Suspecting the stickiness of royal jelly might serve some function, researchers tweaked its acidity. They then filled small cups with royal jelly with different pH levels and gently turned the cups upside down. At a natural royal jelly acidity of about pH 4.0, all 10 larvae dangled from their gooey blobs upside down overnight. But in jelly boosted to pH 4.8 (and thinned in the process), four of the 10 larvae dropped from the cups. At pH 5.9, all of them dropped.
Honeybees build several forms of royally oversized cells for raising a queen. Those for queens who will swarm with their workers to a new home hang from the rim of an array of regular cells. A hole stays open at the bottom of the cell until the larva nears pupation from her fat grub shape into a queen with wings. That hole at the bottom is big enough for a royal larva to fall through, confirms insect physiologist Steven Cook at the honeybee research lab in Beltsville, Md., run by the U.S. Department of Agriculture’s Agricultural Research Service.
Buttstedt and colleagues propose that the stickiness of royal jelly may be what keeps the larva in place. The team worked out how the jelly’s proteins change as it is made, and how those changes affect its consistency.
Royal jelly is secreted as a brew of proteins from the glands above a worker bee’s brain. At that point, it has a neutral pH, around 7, like water’s.
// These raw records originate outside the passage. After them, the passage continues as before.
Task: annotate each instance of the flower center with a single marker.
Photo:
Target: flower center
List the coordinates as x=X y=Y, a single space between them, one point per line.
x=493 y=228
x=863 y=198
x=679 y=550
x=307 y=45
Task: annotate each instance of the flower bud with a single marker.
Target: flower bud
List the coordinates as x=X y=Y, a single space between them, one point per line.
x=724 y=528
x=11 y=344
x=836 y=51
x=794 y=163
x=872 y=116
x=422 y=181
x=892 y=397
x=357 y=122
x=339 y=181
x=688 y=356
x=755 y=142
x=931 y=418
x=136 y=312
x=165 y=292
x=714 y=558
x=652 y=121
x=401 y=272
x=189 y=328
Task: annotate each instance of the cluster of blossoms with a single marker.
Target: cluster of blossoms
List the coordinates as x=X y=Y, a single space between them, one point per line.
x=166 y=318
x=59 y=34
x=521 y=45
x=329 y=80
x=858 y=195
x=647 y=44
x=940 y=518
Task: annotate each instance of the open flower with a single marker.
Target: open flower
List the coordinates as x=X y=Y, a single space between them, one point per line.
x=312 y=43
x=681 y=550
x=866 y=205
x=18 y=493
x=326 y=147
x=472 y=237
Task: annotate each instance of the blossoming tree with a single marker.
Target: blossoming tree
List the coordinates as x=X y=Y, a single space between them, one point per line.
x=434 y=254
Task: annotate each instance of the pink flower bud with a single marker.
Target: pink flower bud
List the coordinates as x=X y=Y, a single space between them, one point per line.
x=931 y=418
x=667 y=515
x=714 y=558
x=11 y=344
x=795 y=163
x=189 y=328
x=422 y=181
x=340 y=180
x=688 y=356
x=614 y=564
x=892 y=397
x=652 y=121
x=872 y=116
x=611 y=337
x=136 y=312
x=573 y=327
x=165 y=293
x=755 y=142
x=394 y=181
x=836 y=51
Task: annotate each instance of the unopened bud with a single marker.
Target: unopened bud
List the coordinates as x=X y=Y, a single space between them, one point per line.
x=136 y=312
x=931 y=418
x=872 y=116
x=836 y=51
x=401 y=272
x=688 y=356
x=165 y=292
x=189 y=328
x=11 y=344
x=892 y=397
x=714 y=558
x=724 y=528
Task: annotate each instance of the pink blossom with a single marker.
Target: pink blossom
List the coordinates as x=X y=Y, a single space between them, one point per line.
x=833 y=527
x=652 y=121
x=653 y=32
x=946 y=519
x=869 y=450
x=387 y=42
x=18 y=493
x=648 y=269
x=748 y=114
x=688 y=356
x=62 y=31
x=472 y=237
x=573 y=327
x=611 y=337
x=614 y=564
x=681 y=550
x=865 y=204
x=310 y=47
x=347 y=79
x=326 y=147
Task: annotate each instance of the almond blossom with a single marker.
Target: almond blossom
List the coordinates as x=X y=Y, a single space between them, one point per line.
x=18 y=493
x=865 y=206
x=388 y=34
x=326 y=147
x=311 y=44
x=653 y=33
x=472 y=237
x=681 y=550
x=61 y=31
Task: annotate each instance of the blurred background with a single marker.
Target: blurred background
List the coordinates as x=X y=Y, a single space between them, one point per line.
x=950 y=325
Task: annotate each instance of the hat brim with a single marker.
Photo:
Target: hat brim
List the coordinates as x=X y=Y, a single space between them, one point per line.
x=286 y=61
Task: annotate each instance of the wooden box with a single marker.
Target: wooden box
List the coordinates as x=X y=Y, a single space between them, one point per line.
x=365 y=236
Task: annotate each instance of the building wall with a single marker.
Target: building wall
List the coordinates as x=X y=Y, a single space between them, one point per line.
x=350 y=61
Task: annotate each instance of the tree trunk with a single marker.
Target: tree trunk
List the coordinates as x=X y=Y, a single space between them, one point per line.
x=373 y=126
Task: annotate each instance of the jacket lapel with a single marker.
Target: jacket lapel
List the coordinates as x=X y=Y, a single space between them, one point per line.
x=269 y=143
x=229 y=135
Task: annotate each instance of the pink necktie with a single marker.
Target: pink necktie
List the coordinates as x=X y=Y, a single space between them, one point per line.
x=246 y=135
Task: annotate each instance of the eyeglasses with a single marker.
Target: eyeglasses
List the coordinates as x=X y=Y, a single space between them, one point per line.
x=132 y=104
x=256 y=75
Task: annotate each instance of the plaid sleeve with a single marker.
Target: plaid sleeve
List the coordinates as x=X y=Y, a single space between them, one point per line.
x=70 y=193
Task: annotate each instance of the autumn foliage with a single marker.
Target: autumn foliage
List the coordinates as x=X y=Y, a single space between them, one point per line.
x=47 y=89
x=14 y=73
The worker bee then adds fatty acids from glands in her mouthparts, which take the pH to around 4.
“It has a quite sour smell,” Buttstedt says. As for taste? “Really weird.” A steady diet of this jelly is what turns a larvae into a queen instead of a worker.
At pH 4, the jelly’s most common protein, MRJP1, goes complicated. When the protein leaves the glands above the brain, it’s clustered in groups of four along with smaller proteins called apisimins, the team found. When the acidity shifts, the MRJP1 foursomes and the apisimins hook together in slender fibers and get gluey.
“The most puzzling question,” Buttstedt says, is “why build upside-down queen cells in the first place?”